The DIS section on DVC FAQs can be found

here.


----------



## sian1966

hi hilary i am from swansea as well and have just discovered DVC but have'nt got a clue how it works. i know i have to buy points. how many points would £10,000 buy me. as there are 7 of us, myself, my 3 children, my son i law and my grandaughter (another grandaughter due in january) would this amount cover us for a fortnight a year or would we have to pay this amount every year. and what are the extras. we would like a fortnight in late october early november maybe every year or every other year. what i dont understand is can we have a holiday every year for this amount or is this a yearly fee. thanks in advance sian


----------



## Pootle

Hello Sian, and Welcome to the Disboards - not Hilary as you can see, but as I can't sleep this morning, decided to wade in with an answer.

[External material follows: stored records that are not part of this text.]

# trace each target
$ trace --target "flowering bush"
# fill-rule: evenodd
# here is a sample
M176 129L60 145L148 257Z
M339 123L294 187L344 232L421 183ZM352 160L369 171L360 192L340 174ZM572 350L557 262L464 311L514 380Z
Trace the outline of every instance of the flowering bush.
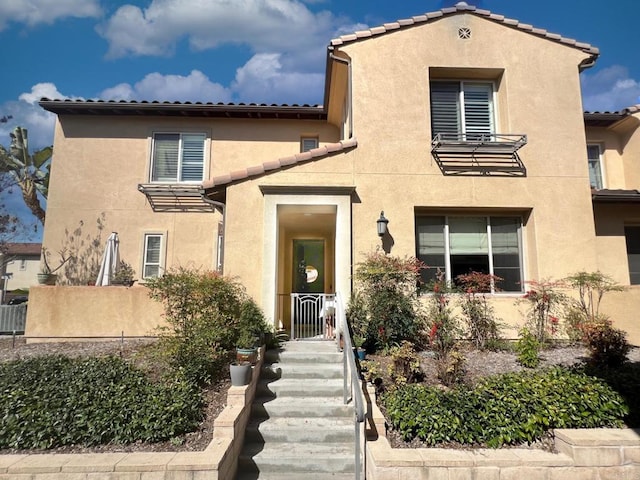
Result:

Firstly, I can see you have had some good replies on the US DVC boards.  As you know, the exchange rate is so good now that it's a good time to buy in - if that's what you want to do.

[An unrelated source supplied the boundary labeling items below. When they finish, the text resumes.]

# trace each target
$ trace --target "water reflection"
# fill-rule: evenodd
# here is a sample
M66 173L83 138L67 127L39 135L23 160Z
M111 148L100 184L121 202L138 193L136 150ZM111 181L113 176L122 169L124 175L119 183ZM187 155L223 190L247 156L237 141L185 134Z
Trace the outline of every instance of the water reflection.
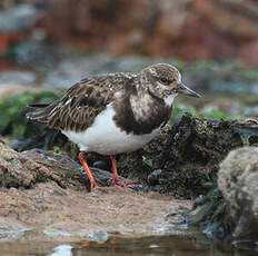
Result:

As you now know, your $19,000 should buy you in the region of 200 points, and then annually you have dues to pay, so on 200 points, around $800 at the moment.  I pay mine by cc every January (Nationwide for best rate of course   ).

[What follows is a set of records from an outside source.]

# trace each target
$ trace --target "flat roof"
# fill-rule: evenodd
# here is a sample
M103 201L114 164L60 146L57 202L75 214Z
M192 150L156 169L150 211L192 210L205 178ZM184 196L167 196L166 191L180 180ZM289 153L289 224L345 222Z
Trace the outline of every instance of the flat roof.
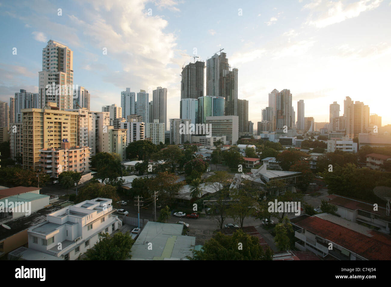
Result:
M305 218L295 224L366 259L391 260L389 235L372 229L368 230L365 235L350 228L355 228L354 225L357 223L328 214L317 215ZM339 219L332 219L333 216ZM335 222L338 220L339 224L330 221L331 220ZM344 221L346 221L344 223L343 223ZM345 226L340 225L341 224Z
M182 224L148 221L132 246L131 260L186 259L192 256L190 250L196 245L196 237L182 235ZM148 243L152 243L148 250Z
M25 193L26 193L35 191L39 190L41 188L35 187L34 186L26 187L25 186L17 186L16 187L6 188L4 189L0 189L0 198L3 198L7 196L12 195L16 195L18 194Z

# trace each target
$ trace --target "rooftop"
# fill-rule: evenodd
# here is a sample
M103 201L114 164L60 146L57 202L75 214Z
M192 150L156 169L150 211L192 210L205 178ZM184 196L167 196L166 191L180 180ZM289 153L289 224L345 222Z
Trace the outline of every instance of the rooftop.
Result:
M0 198L3 198L4 197L11 196L13 195L16 195L18 194L25 193L37 190L39 191L40 189L41 189L40 188L35 187L34 186L29 187L25 186L17 186L16 187L0 189Z
M328 214L317 216L307 217L295 224L369 260L391 260L389 235L371 229L359 230L354 225L356 223Z

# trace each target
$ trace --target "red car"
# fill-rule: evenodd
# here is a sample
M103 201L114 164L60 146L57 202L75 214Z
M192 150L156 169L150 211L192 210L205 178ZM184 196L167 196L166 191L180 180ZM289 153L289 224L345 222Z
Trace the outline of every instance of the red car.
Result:
M186 216L188 218L198 218L199 216L196 213L192 213L191 214L188 214Z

At my major 'home' of OKW for example - biggest units, cheapest point requirement - 12 nights in 2 bedroom (check-in Sunday, out on Friday) would be 352 points.  If you check in Saturday and out Saturday, those extra 2 weekend nights would push this total up to 464 points.  Many of us try to use those weekend nights of Friday and Saturday sparingly for this reason  .  Even so, you are looking at every other year for your 200 points in a 2 bedroom.

As you have already been told, SSR is the only DVC resort actively being sold by Disney currently, although they will put you on the wait list if you want points elsewhere and insist.  SSR points have a 12 year longer life than all the others.  All of the resorts have their fans so you should take some time to consider what would suit your family's needs best.

I've notched up 10 years of membership and during the last 20 years I've stayed in many, many hotels in the area (normally for a night or two) and even a villa, and for me, nothing can compare - I just love my DVC membership, but it's not a good fit for everybody; lots of research is the key.

Ask all the specific questions you want in the body of this forum with a relevant heading - it will probably be easier to see than tucked away with FAQ's   

Good luck with it


----------